Starker Kostenanstieg durch Renten für Kindererziehung
Ab Juli 2014 erhöhte die erste Stufe der Mütterrente die Ausgaben der Rentenversicherung zunächst um rund 6,7 Milliarden Euro pro Jahr, durch die Rentensteigerungen der folgenden Jahre kletterten diese Kosten bis 2018 aber bereits auf knapp 15 Milliarden Euro jährlich. Ab 2019 kamen durch die Mütterrente II nach Berechnungen der Bundesregierung weitere Kosten von zunächst etwa 3,8 Milliarden Euro jährlich auf die Rentenkassen zu; Ende 2023 lagen die Gesamtkosten für die Renten wegen Kindererziehung nach aktuellen DRV-Angaben jedoch bereits bei 21,75 Milliarden Euro.

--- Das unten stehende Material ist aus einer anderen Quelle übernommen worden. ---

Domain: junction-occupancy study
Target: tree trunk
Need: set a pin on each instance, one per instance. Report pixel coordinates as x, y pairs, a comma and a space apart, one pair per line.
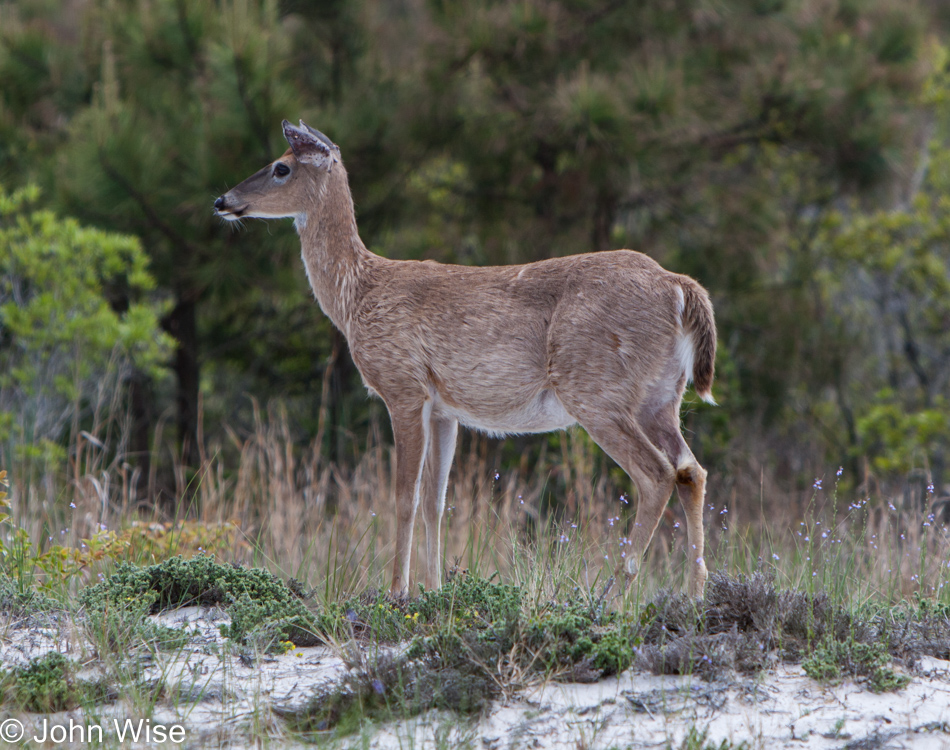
140, 413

Diese Ausgaben dürften mit dem Renteneintritt der Mütter aus den geburtenstarken Jahrgängen - die zunehmend auch Anspruch auf drei Entgeltpunkte pro Kind in ihrer Rente haben - in den kommenden Jahren noch weiter steigen. Doch eine - systemgerechte - Bezahlung der Renten für Kindererziehung aus Steuern (statt aus Rentenbeiträgen, d. Red.) lässt auch mehr als zehn Jahre nach Einführung der Mütterrente noch auf sich warten. Kein Wunder, dass der Co-Vorsitzende des DRV-Bundesvorstands, Alexander Gunkel, bereits im Herbst 2019 beklagte: “Dem zusätzlichen Aufwand für die Mütterrente II stehen keine höheren Bundeszuschüsse gegenüber.”